Who can deny the alluring colors that line glass jars in candy stores and bakery cases across America? One 2015 study claims color is what sets the stage for all people's food experiences and can even alter how individuals perceive flavors. The FDA claims color additives are primarily used to create whimsical foods but also to denote distinctions between food flavors. Most importantly the FDA states artificial food dyes are generally safe to eat.

However, there have been numerous studies and claims against color additives throughout the years, specifically in regard to their adverse effect on children. One 2004 study was even able to prove a notable difference in children's hyperactivity when 3-year-old participants underwent withdrawal from artificial dyes and benzoate preservatives. Healthline also points out potential links between artificial dyes to allergies and cancer, yet more research needs to be conducted to prove the validity of these claims.

While the jury is still out on artificial food coloring, Martha Stewart is one of many popular chefs to share alternatives when you still want some additional color on your plate. According to PBS, Martha Stewart has cultivated a name for herself over the years as a know-all guru of sorts when it comes to decorating, lifestyle, and food choices. If you're looking to add more color to your recipes, you may want to give her natural method a try.

Martha Stewart's natural way to add color to your food

If you're familiar with Martha Stewart, you are already privy to her aspirations of leading a balanced lifestyle. Just one click on the "healthy recipes" tab on her website provides you with a slew of options for adding a little more thoughtfulness to what you're eating. In 2013, Stewart even released a book titled "Living the Good Life" which entails small ways you can take extra care of yourself and others. Yet when it comes to staying healthy and consuming sweets Stewart told USA Today, "I'm not fanatic about it at all.
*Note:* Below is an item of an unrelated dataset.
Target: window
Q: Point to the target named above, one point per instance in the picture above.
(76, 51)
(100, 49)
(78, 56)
Everyone is going to eat a piece of cake now and then."

Speaking of cake, the health-conscious chef has a history of using freeze-dried fruit in her desserts to add a delightful pop of color. In 2018 Stewart shared this method on Instagram by posting dreamy pastel butter cookies tinted with freeze-dried mango, raspberries, and blueberries. Then in spring 2022, Stewart shared another photo on social media of a strawberry bundt cake which included an inner layer of batter dyed with freeze-dried strawberries.

Berries aren't the only ingredient used for dying foods either. With just a few simple steps you can make your own natural food dyes right in your own kitchen.

How to make your own natural food dyes at home

While Martha Stewart is known for using freeze-dried berries in cakes, cookies, and even strawberry butter which is noted on her website, the popular chef and media titan also offers other options for natural food coloring. Stewart notes well-known brands that have developed their own natural food dyes over the years including McCormick, India Tree, and Suncore Foods. Yet, if you want to try making your own, all you need are some colorful whole foods.

Before you beautify all your favorite desserts with natural food dyes, you may want to know the foods that work best for dying. If you're simply looking to add color to your cake frosting, pulverized freeze-dried fruit works best since the consistency mirrors powdered sugar. Yet, PureWow claims you can achieve liquid dyes for other foods by either juicing or cooking down all kinds of vegetables such as carrots, spinach, and red bell peppers, or foods naturally rich in color like coffee and turmeric. Just be mindful of the taste behind these natural dyes and how they can affect the flavor of your prepared meal. Whether you use Martha Stewart's method to achieve that soft pastel hue or opt to make a rich liquid dye, colorful produce is all you need to create a rainbow of colors on your plate.